Staying in a hotel named after King Christophe was entirely appropriate, since the number one reason for coming to Cap Haitien is to make the pilgrimage 15 miles south to the town of Milot, where Christophe built his huge palace, Sans Souci, as a Haitian version of Versailles. The palace fell into ruin after his death and was then badly damaged by a huge earthquake in 1842, but the ruins comprise a magnificent sight.
A road winds steeply uphill from Sans Souci to the immense and brooding Citadelle. Christophe intended his fortress to be an insurmountable obstacle to any French attempt to recapture Haiti and reintroduce slavery. They never tried. The Citadelle still has hundreds of cannons and around 50,000 cannon balls, many of them neatly stacked outside the fortress walls.
Labadie Beach, just a few miles along the coast from Cap Haitien, is the only place cruise ships stop in Haiti. A couple of times a week a cruise ship out of Miami anchors offshore and thousands of passengers spend the day on the beach and in the Caribbean waters. Yet none of them seem to get to see nearby Cap Haitien or the Citadelle: the roads are so appalling transport would be all but impossible. It's said that once upon a time the passengers didn't even know they were landing in Haiti. They were told the stop was at "Paradise Island".
I was back at the Oloffson for my final night in Haiti and, with fine timing, it was a Thursday. For music fans it's a night that could justify a trip to Haiti in itself. Close to midnight each Thursday the hotel's resident band, RAM, named after the Oloffson's owner-manager Richard A Morse, kicks off for a spell of "voodoo jazz" which propels you into the early hours.
I flew out the next morning with my ears ringing and a smile on my face.
There are no direct flights between the UK and Haiti.
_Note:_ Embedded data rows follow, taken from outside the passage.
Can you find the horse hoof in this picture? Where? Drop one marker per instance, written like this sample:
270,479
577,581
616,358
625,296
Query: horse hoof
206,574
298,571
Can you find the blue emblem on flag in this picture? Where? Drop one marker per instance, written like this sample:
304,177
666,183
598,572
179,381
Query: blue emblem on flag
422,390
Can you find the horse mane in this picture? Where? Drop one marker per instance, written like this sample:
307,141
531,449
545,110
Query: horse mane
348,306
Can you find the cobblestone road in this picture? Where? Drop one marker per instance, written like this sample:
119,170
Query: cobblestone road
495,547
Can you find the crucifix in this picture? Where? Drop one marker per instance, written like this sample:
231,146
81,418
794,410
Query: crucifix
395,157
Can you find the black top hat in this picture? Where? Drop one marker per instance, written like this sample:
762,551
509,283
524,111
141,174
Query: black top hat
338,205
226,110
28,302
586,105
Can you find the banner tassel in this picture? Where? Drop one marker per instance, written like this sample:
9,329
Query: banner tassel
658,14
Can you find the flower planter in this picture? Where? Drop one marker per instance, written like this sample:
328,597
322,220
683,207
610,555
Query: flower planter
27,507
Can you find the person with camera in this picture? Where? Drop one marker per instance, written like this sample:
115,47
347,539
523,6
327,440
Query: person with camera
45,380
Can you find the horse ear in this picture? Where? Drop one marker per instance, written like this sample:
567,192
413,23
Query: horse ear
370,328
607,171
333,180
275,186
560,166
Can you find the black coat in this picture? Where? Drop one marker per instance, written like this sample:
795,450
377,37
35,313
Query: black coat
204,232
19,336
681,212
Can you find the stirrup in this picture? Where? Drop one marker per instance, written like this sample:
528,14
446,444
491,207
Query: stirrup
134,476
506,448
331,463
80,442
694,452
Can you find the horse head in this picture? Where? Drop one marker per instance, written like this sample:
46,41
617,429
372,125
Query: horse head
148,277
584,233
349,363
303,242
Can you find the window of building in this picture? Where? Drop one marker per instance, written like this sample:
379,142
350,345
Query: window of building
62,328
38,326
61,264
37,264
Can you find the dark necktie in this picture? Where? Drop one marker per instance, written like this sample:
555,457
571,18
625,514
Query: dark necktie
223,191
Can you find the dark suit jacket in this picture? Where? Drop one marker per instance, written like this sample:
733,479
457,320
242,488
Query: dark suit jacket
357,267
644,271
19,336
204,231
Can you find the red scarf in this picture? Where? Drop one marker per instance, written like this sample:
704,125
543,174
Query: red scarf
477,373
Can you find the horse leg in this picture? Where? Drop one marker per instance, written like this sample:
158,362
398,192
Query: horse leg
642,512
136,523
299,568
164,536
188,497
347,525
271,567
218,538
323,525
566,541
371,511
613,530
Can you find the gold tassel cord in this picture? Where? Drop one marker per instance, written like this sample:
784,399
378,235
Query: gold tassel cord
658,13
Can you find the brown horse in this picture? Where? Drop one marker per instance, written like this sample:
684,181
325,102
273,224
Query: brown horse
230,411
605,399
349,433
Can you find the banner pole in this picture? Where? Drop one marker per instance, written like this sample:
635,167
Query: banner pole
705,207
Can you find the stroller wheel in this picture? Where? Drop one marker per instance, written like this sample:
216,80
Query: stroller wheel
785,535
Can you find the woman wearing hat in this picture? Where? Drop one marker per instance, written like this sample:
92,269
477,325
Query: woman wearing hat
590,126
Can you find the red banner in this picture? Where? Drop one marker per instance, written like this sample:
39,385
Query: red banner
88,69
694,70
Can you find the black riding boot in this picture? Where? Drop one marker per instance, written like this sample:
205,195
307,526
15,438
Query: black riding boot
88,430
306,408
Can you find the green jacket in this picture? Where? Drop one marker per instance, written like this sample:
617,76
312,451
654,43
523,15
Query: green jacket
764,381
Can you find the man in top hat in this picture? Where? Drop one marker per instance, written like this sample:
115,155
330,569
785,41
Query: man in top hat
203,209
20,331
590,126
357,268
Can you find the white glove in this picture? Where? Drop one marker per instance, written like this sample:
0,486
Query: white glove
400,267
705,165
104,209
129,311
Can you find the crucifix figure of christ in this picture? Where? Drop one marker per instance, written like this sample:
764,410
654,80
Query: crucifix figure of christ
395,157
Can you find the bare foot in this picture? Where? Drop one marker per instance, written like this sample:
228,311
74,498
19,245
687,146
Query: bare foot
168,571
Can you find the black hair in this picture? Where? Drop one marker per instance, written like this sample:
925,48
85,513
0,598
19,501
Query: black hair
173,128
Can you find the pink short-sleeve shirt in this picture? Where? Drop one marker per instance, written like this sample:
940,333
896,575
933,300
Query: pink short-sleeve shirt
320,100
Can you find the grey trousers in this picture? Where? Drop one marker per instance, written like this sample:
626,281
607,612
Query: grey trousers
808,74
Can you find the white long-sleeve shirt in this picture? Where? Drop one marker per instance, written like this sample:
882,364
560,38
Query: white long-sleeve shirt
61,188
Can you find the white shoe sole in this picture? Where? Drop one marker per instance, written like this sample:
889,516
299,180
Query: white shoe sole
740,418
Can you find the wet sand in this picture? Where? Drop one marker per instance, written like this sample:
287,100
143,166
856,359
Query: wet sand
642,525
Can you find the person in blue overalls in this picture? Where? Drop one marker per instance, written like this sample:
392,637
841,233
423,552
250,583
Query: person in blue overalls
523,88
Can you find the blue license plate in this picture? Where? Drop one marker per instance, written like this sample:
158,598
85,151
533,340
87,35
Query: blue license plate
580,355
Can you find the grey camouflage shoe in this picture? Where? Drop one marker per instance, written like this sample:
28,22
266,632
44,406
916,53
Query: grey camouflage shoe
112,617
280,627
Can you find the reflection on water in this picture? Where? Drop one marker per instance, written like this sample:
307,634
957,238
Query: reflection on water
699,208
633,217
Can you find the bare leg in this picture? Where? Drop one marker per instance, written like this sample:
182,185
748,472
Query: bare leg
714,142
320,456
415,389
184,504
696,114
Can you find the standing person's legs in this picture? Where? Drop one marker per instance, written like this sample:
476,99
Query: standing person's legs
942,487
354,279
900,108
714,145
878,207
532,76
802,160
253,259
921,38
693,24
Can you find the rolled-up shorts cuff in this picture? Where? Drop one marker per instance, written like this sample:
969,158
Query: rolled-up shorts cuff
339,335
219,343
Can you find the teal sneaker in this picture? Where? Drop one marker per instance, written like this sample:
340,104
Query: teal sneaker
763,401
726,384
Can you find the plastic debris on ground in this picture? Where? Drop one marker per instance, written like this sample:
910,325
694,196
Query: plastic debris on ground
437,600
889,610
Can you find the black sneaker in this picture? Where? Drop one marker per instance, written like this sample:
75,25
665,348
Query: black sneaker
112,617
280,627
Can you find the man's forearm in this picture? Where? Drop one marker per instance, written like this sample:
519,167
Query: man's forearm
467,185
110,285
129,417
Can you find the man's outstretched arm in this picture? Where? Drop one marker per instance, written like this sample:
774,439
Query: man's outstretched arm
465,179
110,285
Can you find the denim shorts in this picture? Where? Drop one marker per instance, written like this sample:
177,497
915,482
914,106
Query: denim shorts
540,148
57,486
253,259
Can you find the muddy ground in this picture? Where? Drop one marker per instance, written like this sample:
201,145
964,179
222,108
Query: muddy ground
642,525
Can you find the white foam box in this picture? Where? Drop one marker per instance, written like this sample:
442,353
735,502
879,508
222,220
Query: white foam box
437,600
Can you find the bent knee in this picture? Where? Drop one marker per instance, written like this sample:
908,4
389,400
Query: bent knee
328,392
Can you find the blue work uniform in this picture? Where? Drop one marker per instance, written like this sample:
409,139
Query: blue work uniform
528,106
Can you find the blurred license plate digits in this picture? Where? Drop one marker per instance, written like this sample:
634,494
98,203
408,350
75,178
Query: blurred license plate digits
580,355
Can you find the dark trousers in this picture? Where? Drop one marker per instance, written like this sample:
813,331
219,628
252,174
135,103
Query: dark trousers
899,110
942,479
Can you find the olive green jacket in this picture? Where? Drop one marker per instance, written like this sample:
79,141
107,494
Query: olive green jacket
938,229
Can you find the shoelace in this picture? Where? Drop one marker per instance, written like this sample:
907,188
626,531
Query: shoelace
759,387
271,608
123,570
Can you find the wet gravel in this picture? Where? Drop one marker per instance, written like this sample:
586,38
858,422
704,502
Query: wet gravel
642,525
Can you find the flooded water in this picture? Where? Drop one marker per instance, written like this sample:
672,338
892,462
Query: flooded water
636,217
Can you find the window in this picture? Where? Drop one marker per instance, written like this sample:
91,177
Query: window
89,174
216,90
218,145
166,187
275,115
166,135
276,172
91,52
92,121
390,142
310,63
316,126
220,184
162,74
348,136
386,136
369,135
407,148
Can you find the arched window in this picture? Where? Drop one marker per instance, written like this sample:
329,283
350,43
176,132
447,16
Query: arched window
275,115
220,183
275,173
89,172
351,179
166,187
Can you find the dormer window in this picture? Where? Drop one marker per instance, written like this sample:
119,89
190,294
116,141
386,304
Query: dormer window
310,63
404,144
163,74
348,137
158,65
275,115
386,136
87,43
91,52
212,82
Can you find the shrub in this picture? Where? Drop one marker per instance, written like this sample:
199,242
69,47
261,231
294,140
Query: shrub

Flights are available with carriers such as American Airlines (020-7365 0777; www.americanairlines.co.uk) and Air France (0870 142 4343; www.airfrance.co.uk) via their hubs.
You can buy an "offset" through Abta's Reduce my Footprint initiative (020-7637 2444; www.reducemyfootprint.travel).
The energetic and organised Jacqui Larom is a long-term British resident of Haiti. Her tourist operation, Voyages Lumière, (00 509 249 6177; email: firstname.lastname@example.org) will organise tours and book accommodation and transport for individuals and small groups.
Hotel Oloffson, Port-au-Prince (00 509 223 4000; www.hoteloloffson.com). Doubles start at US$73.90 (£39), room only.
There are more luxurious hotels around, as well as cheaper, backpacker-style, options that are available in Pétionville.
Expressions Art Gallery, Pétionville (00 509 256 3471; www.expressionsgaleriedart.com).
Galerie Monnin, Pétionville (00 509 257 4430; www.galeriemonnin.com).
The Foreign Office (0845 850 2829; www.fco.gov.uk) warns: "We advise against all but essential travel to Haiti, because of the threat to personal security. There are incidences of violence and kidnappings for ransom, which have included foreign nationals, taking place mainly in Port-au-Prince... The security situation is better in cities outside the capital, with the exception of Gonaives and to a lesser extent, Cap Haitien. Pétionville and Bourdon are inhabited by expatriates and, although regarded as relatively safe during daylight hours, care should be taken at night."
'The Comedians', by Graham Greene (Penguin, £7.99).
After a lengthy interruption there will be a new Lonely Planet guide to The Dominican Republic and Haiti in October (www.shop.lonelyplanet.com).